Apesar do caráter maleável, a raça é, como reiterado anteriormente, instrumento de primeira ordem do capitalismo global, a eterna ferramenta do senhor. Porque ela, quando marca os da margem também marca os do centro. Pra reforçar o controle, a branquitude é anulada. No lugar dessa marcação racial, os brancos são tidos como ‘normais’. Ora, mas não se trata de normal e de anormal, mas de escravo e senhor, de assalariado e burguês, de quem manda e quem obedece. Então como subir ao topo sem ser instrumento de reforço do sistema vigente?

Essa compreensão nos mostra que não há possibilidade de acabar com o racismo enquanto houver capitalismo (há possibilidade de acabar?). Toda e qualquer prática considerada antirracista produzida pela supremacia branca capitalista (ou com o seu aval) terá como fim reparos pontuais que não ferem a estrutura opressiva:

No caso da luta contra o racismo, a ação direta do capital pressiona para que o movimento negro se limite a ações contra os preconceitos nos comportamentos individuais e na transformação das políticas públicas em compensatórias ou de promoção social.[9]
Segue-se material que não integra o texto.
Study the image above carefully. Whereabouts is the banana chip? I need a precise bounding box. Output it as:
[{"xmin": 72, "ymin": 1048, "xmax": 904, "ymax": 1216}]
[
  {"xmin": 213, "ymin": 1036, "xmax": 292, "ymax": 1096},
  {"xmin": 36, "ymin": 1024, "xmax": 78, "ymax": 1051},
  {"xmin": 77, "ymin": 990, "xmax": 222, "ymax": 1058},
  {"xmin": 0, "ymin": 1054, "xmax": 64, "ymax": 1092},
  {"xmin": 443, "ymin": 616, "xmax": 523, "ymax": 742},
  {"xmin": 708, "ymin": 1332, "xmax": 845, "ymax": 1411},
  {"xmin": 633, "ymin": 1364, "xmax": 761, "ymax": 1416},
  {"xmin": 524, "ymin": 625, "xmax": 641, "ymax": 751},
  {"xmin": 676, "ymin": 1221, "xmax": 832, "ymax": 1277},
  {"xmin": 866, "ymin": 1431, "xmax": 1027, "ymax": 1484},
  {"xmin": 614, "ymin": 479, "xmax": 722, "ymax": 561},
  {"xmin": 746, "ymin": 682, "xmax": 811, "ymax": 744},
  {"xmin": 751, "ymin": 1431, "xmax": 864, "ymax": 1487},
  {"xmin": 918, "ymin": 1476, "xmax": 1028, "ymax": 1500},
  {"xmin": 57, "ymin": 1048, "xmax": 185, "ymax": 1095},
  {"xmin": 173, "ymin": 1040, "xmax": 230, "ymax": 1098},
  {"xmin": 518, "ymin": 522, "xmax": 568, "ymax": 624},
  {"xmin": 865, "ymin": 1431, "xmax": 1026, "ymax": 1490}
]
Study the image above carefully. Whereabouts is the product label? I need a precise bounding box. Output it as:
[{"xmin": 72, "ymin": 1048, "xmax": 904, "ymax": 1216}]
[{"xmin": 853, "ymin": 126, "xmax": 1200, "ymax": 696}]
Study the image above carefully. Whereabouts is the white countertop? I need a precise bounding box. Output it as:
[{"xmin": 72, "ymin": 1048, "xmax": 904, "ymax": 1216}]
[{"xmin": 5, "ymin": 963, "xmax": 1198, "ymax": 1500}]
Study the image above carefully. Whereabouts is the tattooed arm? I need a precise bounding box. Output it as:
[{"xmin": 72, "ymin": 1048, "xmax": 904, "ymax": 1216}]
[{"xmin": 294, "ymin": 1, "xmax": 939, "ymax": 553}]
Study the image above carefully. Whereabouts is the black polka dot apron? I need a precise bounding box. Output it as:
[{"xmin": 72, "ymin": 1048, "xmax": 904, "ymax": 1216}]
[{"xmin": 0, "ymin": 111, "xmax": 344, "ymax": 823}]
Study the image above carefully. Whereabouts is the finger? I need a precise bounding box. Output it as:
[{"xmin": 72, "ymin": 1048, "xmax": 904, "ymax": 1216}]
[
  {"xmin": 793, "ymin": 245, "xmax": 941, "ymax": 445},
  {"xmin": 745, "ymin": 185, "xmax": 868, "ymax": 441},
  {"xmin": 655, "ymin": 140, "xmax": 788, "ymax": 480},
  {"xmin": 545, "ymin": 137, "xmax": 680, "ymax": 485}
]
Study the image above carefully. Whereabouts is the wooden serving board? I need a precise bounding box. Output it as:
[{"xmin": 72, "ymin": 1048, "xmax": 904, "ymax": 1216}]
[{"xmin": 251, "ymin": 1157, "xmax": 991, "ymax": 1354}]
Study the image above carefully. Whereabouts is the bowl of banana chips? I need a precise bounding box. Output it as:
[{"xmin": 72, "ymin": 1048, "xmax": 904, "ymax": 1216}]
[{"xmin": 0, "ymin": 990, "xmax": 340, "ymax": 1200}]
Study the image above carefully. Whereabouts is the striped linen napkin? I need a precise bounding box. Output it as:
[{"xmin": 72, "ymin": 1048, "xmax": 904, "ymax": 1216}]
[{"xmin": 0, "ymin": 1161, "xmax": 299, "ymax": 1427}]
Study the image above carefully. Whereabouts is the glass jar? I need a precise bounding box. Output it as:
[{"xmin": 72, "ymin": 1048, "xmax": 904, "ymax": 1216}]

Essa prática ilustra bem o cerne em torno da ideologia do topo. Observe que a pressão dos capitalistas em cima dos movimentos negros é para que a luta antirracista foque cada vez mais nos indivíduos ao invés de problematizar o sistema. O individualismo é uma palavra-chave aqui, pois é por meio dele que desdobram todas as falácias propagadas aos quatro ventos, como a meritocracia, a popularização da figura do bilionário cool (o que leva, consequentemente, à normalização da desigualdade), a ostentação difundida por artistas vindos da periferia do sistema e a teologia da prosperidade (a febre do neopentecostalismo).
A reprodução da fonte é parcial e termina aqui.